[
https://issues.apache.org/jira/browse/HBASE-7245?page=com.atlassian.jira.plugin.system.issuetabpanels:comment-tabpanel&focusedCommentId=13508857#comment-13508857
]
Matteo Bertozzi commented on HBASE-7245:
----------------------------------------
The set of operations that have this kind of problem are:
* create table: remove the table if failed (rollback) the user already
received the failure
* delete table: finish removing the table (rollforward) restoring the table is
impossible
* clone table: remove the table if failed (rollback) same as create table
* restore table: finish restoring the table (rollforward) finish the restore
* snapshot: removing the tmp folder (rollback)

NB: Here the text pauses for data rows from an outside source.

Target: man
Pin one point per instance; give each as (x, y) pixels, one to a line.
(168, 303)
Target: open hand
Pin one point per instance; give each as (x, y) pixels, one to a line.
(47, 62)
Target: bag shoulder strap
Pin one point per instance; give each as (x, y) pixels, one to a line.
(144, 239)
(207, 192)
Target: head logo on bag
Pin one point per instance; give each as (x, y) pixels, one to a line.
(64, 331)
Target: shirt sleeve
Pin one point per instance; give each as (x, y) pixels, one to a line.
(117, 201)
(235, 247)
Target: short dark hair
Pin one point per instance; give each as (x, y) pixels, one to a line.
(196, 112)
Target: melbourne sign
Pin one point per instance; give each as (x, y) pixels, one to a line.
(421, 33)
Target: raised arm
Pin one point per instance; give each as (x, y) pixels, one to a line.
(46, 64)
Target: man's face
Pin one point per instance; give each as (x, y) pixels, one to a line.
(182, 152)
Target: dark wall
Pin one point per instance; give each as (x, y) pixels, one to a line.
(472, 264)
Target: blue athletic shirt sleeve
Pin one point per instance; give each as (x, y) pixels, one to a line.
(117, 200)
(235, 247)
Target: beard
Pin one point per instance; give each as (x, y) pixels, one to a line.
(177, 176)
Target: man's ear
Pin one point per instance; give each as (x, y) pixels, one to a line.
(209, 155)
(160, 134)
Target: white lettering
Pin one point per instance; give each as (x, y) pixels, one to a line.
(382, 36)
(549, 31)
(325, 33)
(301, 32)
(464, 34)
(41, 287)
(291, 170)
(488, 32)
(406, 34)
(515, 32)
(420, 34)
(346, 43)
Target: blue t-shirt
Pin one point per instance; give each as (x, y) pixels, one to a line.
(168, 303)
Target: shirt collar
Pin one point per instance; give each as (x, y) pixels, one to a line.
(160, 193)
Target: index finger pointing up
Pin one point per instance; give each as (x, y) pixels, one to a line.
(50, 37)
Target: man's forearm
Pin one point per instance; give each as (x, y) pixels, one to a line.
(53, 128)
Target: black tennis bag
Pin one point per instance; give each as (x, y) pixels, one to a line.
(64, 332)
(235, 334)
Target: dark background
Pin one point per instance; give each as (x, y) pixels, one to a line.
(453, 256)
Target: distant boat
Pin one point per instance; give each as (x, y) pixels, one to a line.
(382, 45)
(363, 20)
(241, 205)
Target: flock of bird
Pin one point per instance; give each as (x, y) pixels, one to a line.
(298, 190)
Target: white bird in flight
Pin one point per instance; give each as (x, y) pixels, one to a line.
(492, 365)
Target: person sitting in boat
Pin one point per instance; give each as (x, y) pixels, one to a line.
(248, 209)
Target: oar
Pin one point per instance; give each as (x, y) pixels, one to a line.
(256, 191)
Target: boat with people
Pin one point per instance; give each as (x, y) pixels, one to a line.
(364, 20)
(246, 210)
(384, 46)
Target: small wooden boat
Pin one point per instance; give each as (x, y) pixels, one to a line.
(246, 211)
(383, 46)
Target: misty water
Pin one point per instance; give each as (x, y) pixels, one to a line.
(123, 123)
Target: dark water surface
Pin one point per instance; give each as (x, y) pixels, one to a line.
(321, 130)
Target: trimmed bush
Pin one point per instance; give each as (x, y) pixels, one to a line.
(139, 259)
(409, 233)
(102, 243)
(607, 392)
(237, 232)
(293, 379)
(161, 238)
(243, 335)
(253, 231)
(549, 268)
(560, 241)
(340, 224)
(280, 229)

One simple solution is to drop a "operation lock" file in the table folder, and
on master startup, if the file is present look at the operation enum serialized
and execute the "rollback/rollforward". (Note that if the master is not down,
you can do the recovery catching the exception)
> Recovery on failed restore.
> ---------------------------
>
> Key: HBASE-7245
> URL: https://issues.apache.org/jira/browse/HBASE-7245
> Project: HBase
> Issue Type: Sub-task
> Components: Client, master, regionserver, snapshots, Zookeeper
> Reporter: Jonathan Hsieh
> Assignee: Matteo Bertozzi
> Fix For: hbase-6055, 0.96.0
>
>
> Restore will do updates to the file system and to meta. it seems that an
> inopportune failure before meta is completely updated could result in an
> inconsistent state that would require hbck to fix.
> We should define what the semantics are for recovering from this. Some
> suggestions:
> 1) Fail Forward (see some log saying restore's meta edits not completed, then
> gather information necessary to build it all from fs, and complete meta
> edits.).
> 2) Fail backwards (see some log saying restore's meta edits not completed,
> delete incomplete snapshot region entries from meta.)
> I think I prefer 1 -- if two processes end somehow updating (somehow the
> original master didn't die, and a new one started up) they would be
> idempotent. If we used 2, we could still have a race and still be in a bad
> place.
--
This message is automatically generated by JIRA.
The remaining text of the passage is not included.